С этими словами Курбский приподнялся с места, давая тем понять, что считает разговор оконченным.

Патер не мог не видеть, что дальнейшие убеждения будут бесплодны.

— До сих пор, любезный князь, я уважал вас стойкостью воина, а теперь уважаю и стойкостью христианина, — произнес он с глубокой, по-видимому, искренностью, также вставая и протягивая Курбскому на прощанье руку. — Тем больнее мне, что вы не такой же христианин, как я сам. Быть может, вы пожелали бы все-таки несколько ближе ознакомиться с главными началами апостольской церкви? Со своей стороны я приложил бы все старания, чтобы на сей конец исполнение приговора было на день, на два отсрочено…

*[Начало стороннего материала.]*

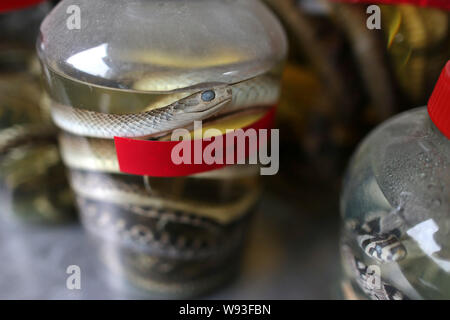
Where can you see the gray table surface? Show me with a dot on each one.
(291, 254)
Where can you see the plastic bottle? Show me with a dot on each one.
(173, 236)
(395, 206)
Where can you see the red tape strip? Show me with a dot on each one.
(154, 158)
(441, 4)
(10, 5)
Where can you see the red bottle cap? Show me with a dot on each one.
(10, 5)
(441, 4)
(439, 103)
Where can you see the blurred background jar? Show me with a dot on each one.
(342, 79)
(181, 236)
(33, 183)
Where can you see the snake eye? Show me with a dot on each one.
(208, 96)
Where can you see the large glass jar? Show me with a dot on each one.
(111, 60)
(33, 185)
(395, 207)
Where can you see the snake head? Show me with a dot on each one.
(210, 101)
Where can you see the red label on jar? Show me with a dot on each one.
(441, 4)
(162, 158)
(10, 5)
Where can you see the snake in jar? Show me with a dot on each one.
(383, 247)
(87, 148)
(368, 280)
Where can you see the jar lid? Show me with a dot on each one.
(160, 45)
(439, 103)
(11, 5)
(441, 4)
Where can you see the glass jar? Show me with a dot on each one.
(395, 207)
(33, 184)
(172, 236)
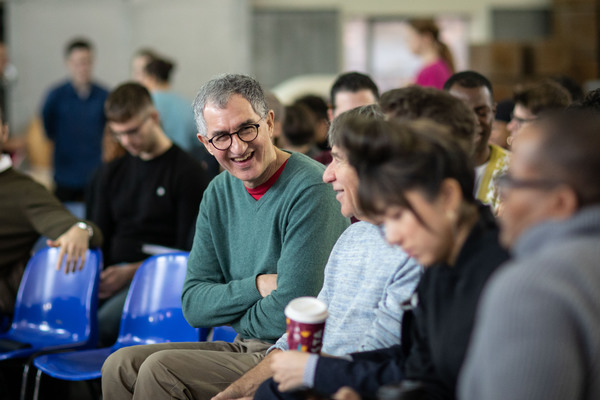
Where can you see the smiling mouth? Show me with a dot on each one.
(244, 158)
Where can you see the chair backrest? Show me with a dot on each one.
(152, 311)
(224, 333)
(54, 306)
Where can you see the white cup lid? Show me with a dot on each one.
(308, 310)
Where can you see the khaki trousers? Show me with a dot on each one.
(195, 370)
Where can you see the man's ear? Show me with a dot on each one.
(207, 145)
(270, 120)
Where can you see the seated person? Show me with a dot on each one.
(350, 90)
(265, 229)
(318, 107)
(298, 131)
(535, 99)
(28, 210)
(360, 262)
(490, 160)
(419, 182)
(150, 196)
(536, 332)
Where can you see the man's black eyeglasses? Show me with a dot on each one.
(520, 120)
(246, 134)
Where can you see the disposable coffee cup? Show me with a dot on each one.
(305, 319)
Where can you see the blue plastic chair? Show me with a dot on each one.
(152, 314)
(223, 333)
(53, 310)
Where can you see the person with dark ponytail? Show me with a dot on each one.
(417, 181)
(438, 63)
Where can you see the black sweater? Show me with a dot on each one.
(436, 330)
(139, 202)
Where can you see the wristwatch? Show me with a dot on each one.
(85, 227)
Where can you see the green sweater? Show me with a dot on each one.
(290, 232)
(28, 210)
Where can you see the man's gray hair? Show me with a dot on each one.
(220, 89)
(369, 112)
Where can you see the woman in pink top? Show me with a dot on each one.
(437, 60)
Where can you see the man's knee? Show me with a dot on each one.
(121, 363)
(267, 390)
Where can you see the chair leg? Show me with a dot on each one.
(24, 381)
(38, 379)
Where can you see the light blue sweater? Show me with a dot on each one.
(365, 281)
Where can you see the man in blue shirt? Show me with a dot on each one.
(73, 117)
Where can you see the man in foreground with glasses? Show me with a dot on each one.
(265, 229)
(150, 196)
(536, 334)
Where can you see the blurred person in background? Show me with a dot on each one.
(73, 117)
(500, 134)
(535, 99)
(298, 131)
(318, 106)
(175, 111)
(438, 63)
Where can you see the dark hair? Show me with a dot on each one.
(146, 52)
(414, 102)
(393, 157)
(160, 69)
(428, 26)
(468, 79)
(543, 96)
(299, 125)
(591, 101)
(77, 44)
(568, 152)
(352, 82)
(504, 110)
(127, 101)
(338, 126)
(316, 104)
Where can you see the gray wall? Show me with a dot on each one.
(204, 37)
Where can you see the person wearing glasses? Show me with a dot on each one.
(535, 99)
(265, 229)
(150, 196)
(537, 328)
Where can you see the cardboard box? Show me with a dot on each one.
(499, 59)
(548, 58)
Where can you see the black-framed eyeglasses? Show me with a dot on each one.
(223, 141)
(507, 181)
(520, 120)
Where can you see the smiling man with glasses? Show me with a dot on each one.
(536, 334)
(150, 196)
(265, 229)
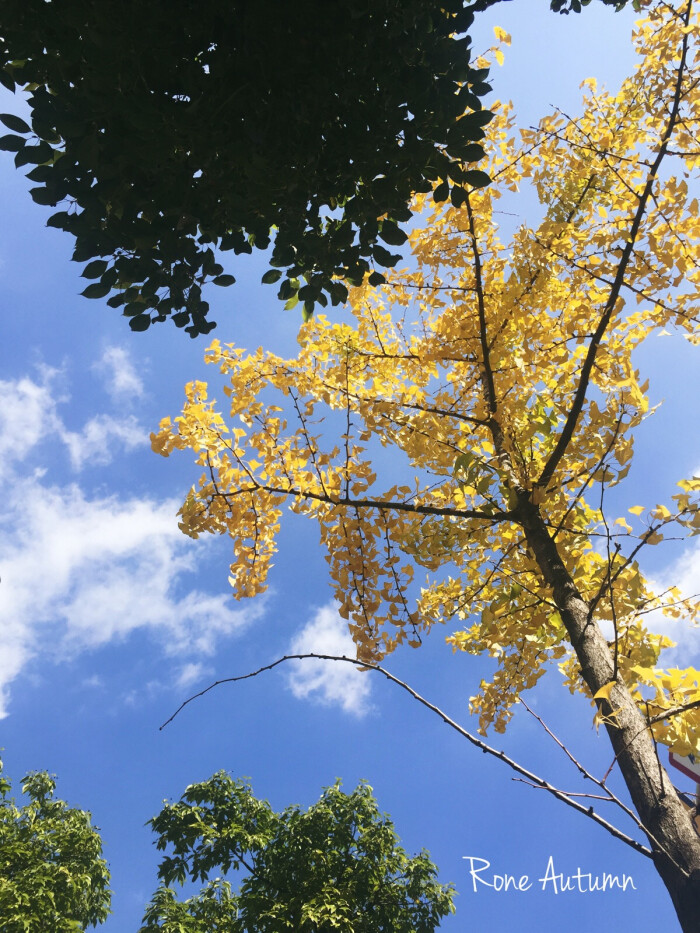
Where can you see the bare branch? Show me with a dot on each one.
(487, 749)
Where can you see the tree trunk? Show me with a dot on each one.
(671, 834)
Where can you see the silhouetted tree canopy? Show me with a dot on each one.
(169, 132)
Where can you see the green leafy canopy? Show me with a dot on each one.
(52, 874)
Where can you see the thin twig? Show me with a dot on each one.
(487, 749)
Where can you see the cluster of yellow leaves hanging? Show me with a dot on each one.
(471, 368)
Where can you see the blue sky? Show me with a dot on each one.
(110, 617)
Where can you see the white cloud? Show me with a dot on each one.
(92, 447)
(685, 574)
(330, 682)
(79, 572)
(191, 673)
(119, 375)
(27, 414)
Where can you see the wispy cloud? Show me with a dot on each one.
(684, 572)
(78, 571)
(329, 682)
(119, 374)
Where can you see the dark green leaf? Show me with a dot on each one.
(58, 219)
(140, 323)
(392, 234)
(96, 290)
(458, 195)
(14, 123)
(476, 178)
(94, 270)
(442, 192)
(7, 81)
(384, 257)
(10, 143)
(44, 196)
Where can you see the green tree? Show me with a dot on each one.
(334, 867)
(171, 130)
(52, 874)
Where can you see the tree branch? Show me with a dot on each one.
(487, 749)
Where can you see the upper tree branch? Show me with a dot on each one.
(580, 396)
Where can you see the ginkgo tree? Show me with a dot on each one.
(499, 370)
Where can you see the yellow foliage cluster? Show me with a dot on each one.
(498, 370)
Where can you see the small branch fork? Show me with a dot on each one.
(528, 776)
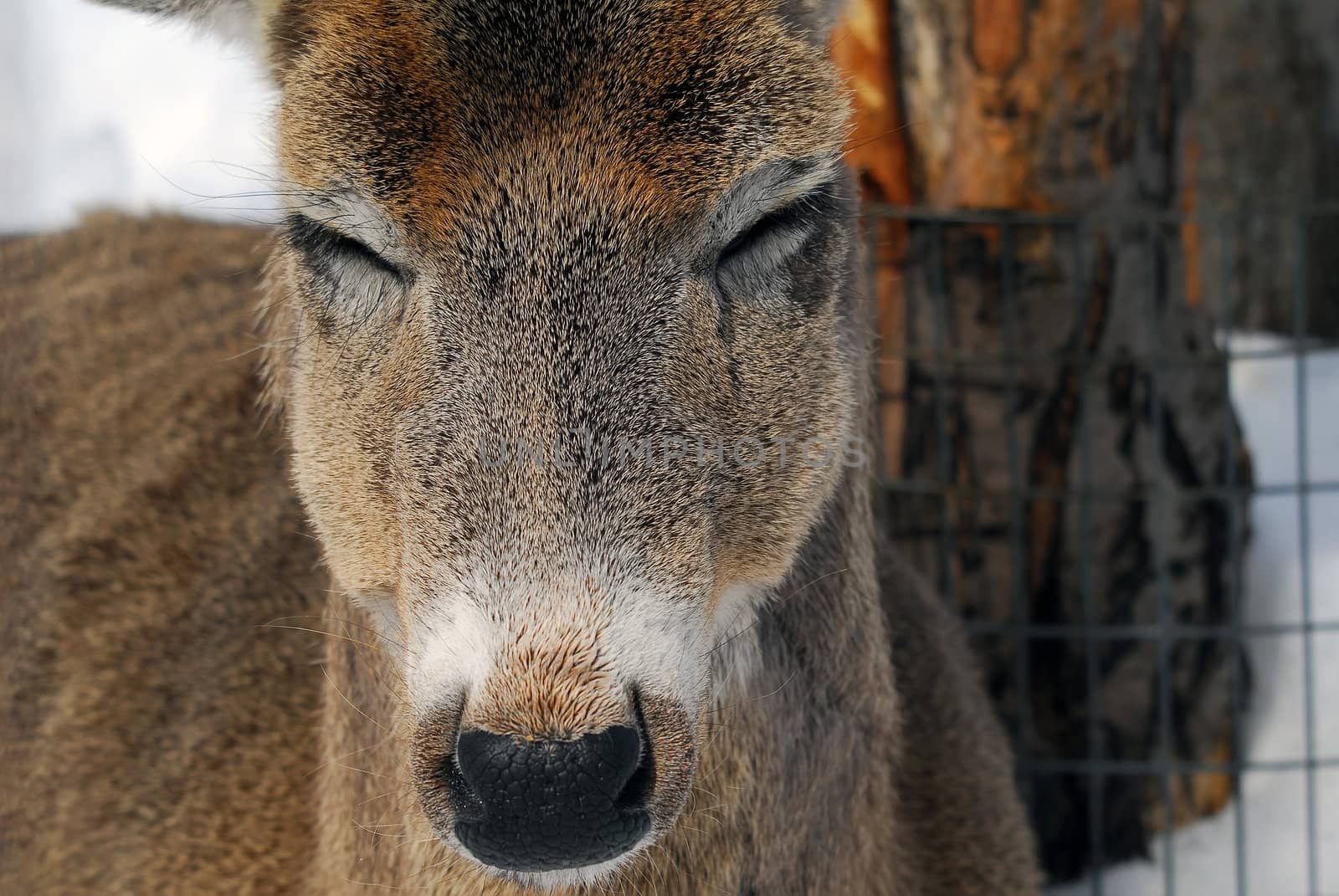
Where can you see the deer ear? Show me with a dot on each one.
(814, 18)
(236, 19)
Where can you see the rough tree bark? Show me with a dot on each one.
(1263, 137)
(1028, 356)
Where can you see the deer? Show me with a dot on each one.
(537, 552)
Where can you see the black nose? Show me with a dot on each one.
(546, 805)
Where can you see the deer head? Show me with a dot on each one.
(562, 332)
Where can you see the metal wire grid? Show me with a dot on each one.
(946, 363)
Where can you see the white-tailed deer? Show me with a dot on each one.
(572, 374)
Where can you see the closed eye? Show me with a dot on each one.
(761, 249)
(323, 245)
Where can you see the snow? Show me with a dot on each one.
(1274, 804)
(104, 109)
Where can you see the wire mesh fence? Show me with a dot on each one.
(1062, 457)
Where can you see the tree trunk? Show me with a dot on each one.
(1263, 136)
(1057, 421)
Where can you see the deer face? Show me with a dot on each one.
(560, 327)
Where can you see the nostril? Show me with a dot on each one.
(542, 805)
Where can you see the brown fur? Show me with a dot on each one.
(533, 174)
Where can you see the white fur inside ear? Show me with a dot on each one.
(232, 20)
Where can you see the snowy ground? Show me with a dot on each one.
(100, 109)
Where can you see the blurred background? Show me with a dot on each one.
(1104, 238)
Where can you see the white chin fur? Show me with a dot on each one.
(593, 876)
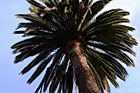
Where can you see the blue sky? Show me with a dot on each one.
(12, 82)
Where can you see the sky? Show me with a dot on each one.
(10, 79)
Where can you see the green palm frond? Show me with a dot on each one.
(51, 26)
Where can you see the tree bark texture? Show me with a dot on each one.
(84, 74)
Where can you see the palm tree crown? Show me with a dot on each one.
(51, 27)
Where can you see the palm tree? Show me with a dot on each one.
(75, 45)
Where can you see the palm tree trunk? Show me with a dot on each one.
(84, 74)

— Благодарствуйте, — сдержанно поблагодарил Курбский. — Но мои ближайшие родственники: мать, брат и сестра — католики, а потому мне хорошо известно различие между их верой и моею, которую я один из всей нашей семьи исповедую после моего покойного родителя. В этой же вере я и умру.

— Вольному воля! Вы сами затягиваете свой Гордиев узел.

Иезуит был, очевидно, крайне раздосадован своей неудачей. От Курбского он прошел прямо к Димитрию, который уже ждал его и встретил словами:

— Ну, что, убедили?

— Увы! Все мои аргументы отскакивали от него, как от каменной стены.

— Я так и знал! А между тем он мне теперь нужен более, чем когда-либо прежде…

— На что, государь, смею спросить.

— Я собирался послать его в Москву…

— Не с эпистолией ли к узурпатору вашего престола?

— Да, к Годунову: может быть, мне все же удалось бы убедить его, что Божьим Промыслом я спасся от убийц в Угличе…

— От тех, которых он сам подослал? — с иронией добавил патер.

— Зачем колоть ему этим глаза? Если он в том повинен, то внутренний голос ему это и без того подскажет.

— Ну, знаете, ваше величество, полагаться на чужой внутренний голос — в наши времена довольно трудно.

— Но я еще объявлю ему, что не сложу оружия, доколе не воссяду на престол моих предков; что благо русского народа столь же дорого, если не дороже, чем ему самому, но что в последней битве пало русских четыре тысячи человек, и кровь их вопиет к небу…

— Все это так, да тронет ли его черствое сердце?

— Оно не черство, clarissime: о народе своем он печется всеми мерами.

— Печется затем, чтобы народ его ценил и не вырвал скипетра у него из рук. Кто изведал раз прелесть власти, тот, поверьте мне, отказаться от нее уже не в силах.

— Быть может, вы и правы… — проговорил задумчиво Димитрий. — Во всяком случае, я хотел бы испытать еще этот миролюбивый путь, чтобы упредить новые потоки крови. И вот для этого-то дела мне нужен такой преданный человек, как Курбский.